Model A: \(EmissionsTons_i = \beta_0 + \beta_1FoodPounds + \beta_2WastePounds + \epsilon_i\) Model C: \(EmissionsTons_i = \beta_0 + \beta_1FoodPounds+ \epsilon_i\) Null hypothesis: \(\beta_2 = 0\)
- Estimate Model A (provide the code and output)
model.8 <- lm(EmissionsTons ~ FoodPounds + WastePounds, data=co2emissions)

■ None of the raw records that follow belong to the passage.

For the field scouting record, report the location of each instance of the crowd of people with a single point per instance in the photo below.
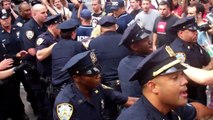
(124, 59)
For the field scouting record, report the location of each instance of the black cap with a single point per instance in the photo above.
(160, 62)
(185, 23)
(54, 19)
(67, 25)
(133, 33)
(4, 14)
(116, 4)
(84, 63)
(106, 21)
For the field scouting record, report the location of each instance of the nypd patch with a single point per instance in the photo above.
(39, 41)
(64, 111)
(181, 56)
(29, 34)
(19, 24)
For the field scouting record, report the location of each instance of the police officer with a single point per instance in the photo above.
(30, 31)
(45, 43)
(24, 14)
(66, 48)
(164, 90)
(190, 52)
(85, 29)
(86, 97)
(109, 55)
(136, 39)
(108, 52)
(123, 18)
(10, 47)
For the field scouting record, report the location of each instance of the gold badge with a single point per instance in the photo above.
(29, 34)
(170, 51)
(64, 111)
(93, 57)
(39, 41)
(181, 56)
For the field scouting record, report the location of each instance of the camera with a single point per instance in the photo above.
(206, 27)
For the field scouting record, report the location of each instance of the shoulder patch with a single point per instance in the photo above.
(19, 24)
(64, 111)
(105, 87)
(29, 34)
(39, 41)
(181, 56)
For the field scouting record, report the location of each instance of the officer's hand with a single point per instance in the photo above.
(6, 63)
(20, 67)
(21, 54)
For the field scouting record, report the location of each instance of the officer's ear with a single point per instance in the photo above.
(152, 86)
(75, 78)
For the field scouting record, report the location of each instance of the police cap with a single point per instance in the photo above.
(84, 63)
(160, 62)
(116, 4)
(135, 32)
(4, 14)
(54, 19)
(68, 25)
(185, 23)
(106, 21)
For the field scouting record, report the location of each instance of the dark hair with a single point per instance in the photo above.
(165, 3)
(200, 8)
(4, 1)
(66, 34)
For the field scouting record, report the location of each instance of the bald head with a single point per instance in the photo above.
(39, 13)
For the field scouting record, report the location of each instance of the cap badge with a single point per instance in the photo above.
(170, 51)
(93, 57)
(64, 111)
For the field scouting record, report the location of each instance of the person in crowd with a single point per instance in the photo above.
(66, 48)
(147, 13)
(90, 94)
(98, 12)
(109, 56)
(8, 5)
(135, 6)
(137, 40)
(11, 47)
(24, 14)
(119, 12)
(29, 33)
(57, 7)
(190, 52)
(164, 90)
(85, 29)
(163, 34)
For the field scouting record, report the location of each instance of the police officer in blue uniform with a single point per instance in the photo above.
(109, 55)
(45, 43)
(30, 31)
(136, 39)
(66, 48)
(10, 47)
(190, 52)
(123, 18)
(85, 98)
(85, 29)
(164, 90)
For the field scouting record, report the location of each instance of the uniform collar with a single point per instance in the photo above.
(154, 113)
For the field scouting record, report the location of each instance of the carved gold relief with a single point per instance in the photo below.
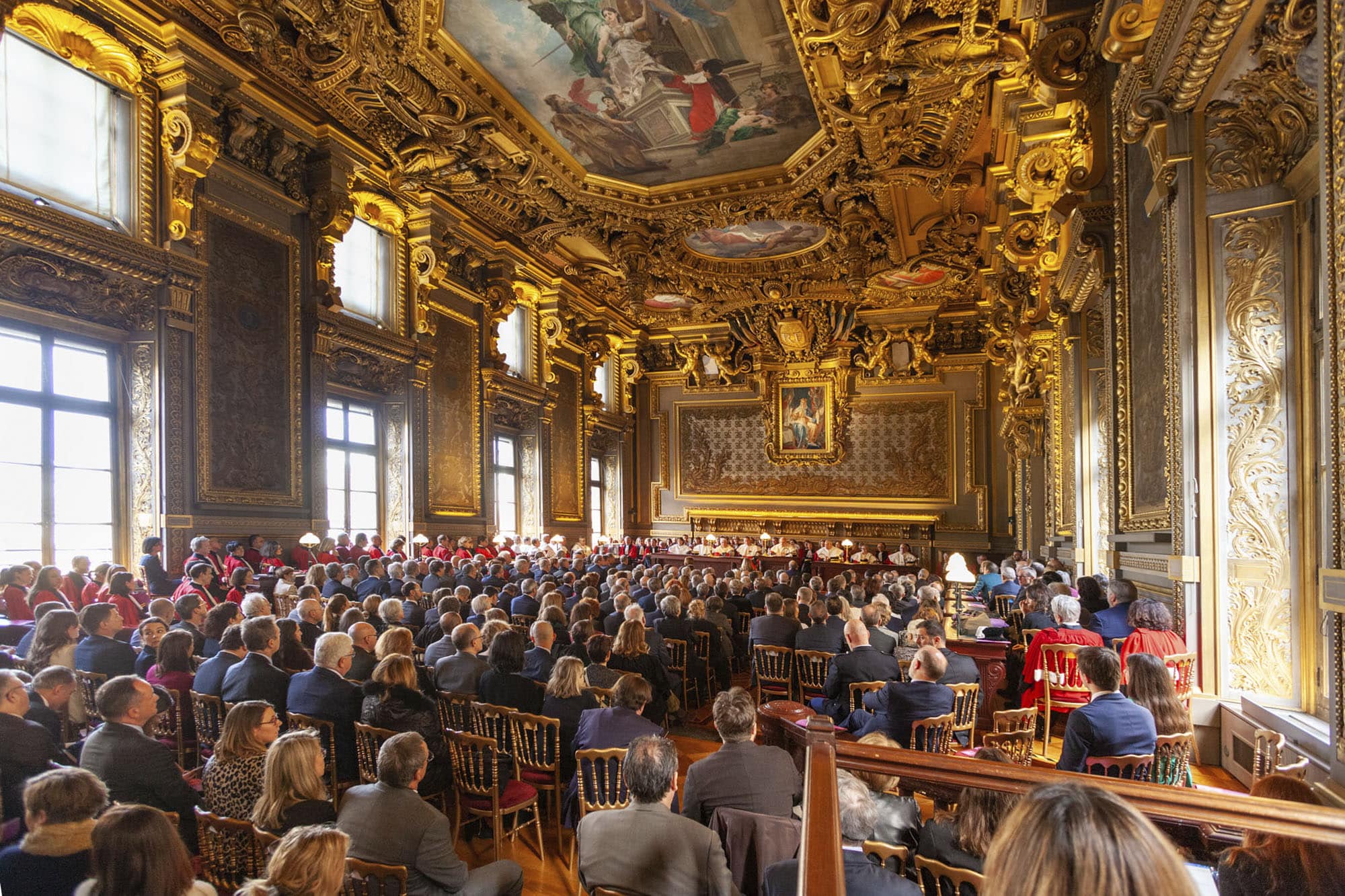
(1257, 526)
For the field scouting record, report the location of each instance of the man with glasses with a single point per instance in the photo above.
(325, 693)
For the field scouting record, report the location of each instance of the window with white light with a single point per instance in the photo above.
(364, 271)
(59, 452)
(506, 485)
(513, 341)
(353, 474)
(67, 138)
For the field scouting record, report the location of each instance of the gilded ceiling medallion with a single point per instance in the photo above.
(653, 92)
(757, 240)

mcSummary(model.8)## lm(formula = EmissionsTons ~ FoodPounds + WastePounds, data = co2emissions)
##
## Omnibus ANOVA
## SS df MS EtaSq F p
## Model 0.253 2 0.126 0.002 0.293 0.746
## Error 106.567 247 0.431
## Corr Total 106.820 249 0.429
##
## RMSE AdjEtaSq
## 0.657 -0.006
##
## Coefficients
## Est StErr t SSR(3) EtaSq tol CI_2.5 CI_97.5 p
## (Intercept) 5.511 2.663 2.069 1.848 0.017 NA 0.266 10.756 0.040
## FoodPounds 0.001 0.001 0.740 0.236 0.002 0.999 -0.002 0.004 0.460
## WastePounds 0.000 0.000 0.169 0.012 0.000 0.999 0.000 0.000 0.866
- Carefully interpret the meaning of the coefficient in which you are interested (don’t worry about significance, just explain what the slope means.)
\(\beta_2\): When food in pounds (FoodPounds) is held constant, a one unit increase in household waste in pounds (WastePounds) corresponds with a 0.001 increase in household CO2 emissions in tons.